Node.js

Detailed technical documentation on using RudderStack’s Node.js SDK to send events to various destinations

RudderStack’s Node.js SDK allows you to track your customer event data from your Node.js code. Once enabled, the event requests hit the RudderStack servers. RudderStack then routes the events to the specified destination platforms as configured by you.

You can find this SDK in our GitHub repository.

Installing the RudderStack Node.js SDK

To install the RudderStack Node.js SDK using npm, run the following command:

npm install @rudderstack/rudder-sdk-node

Using the RudderStack Node.js SDK

To use the SDK, run the following code snippet:

const Analytics = require("@rudderstack/rudder-sdk-node");
// we need the batch endpoint of the Rudder server you are running
const client = new Analytics(WRITE_KEY, DATA_PLANE_URL/v1/batch);

Identify

The identify call lets you associate a user to their actions as well as captures the relevant traits or properties related to that user.

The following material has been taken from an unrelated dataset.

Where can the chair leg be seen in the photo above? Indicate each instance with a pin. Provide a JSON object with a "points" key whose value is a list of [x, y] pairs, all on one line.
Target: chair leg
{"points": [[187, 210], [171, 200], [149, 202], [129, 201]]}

For a detailed explanation of the identify call, please refer to our RudderStack API specification guide.

An example identify call is as shown:

client.identify({
userId: '123456',
traits: {
name: 'Name Username',
email: 'name@website.com',
plan: 'Free',
friends: 21
}
});

The identify method parameters are as described below:

Field

Type

Presence

Description

anonymousId

String

Optional

Sets the user ID for cases where there is no unique identifier for the user. Either userId or anonymousId is required.

userId

String

Optional, if anonymousId is already set

Unique identifier for a particular user in your database.

context

Object

Optional

Dictionary of information that provides context about a message. However, it is not directly related to the API call.

integrations

Object

Optional

A dictionary containing the destinations to be either enabled or disabled.

timestamp

Date

Optional

The timestamp of the message's arrival.

traits

Object

Optional

Dictionary of the traits associated with the user, such as nameor email

Track

The track call lets you record the users' actions along with their associated properties. Each triggered action is called an 'event'.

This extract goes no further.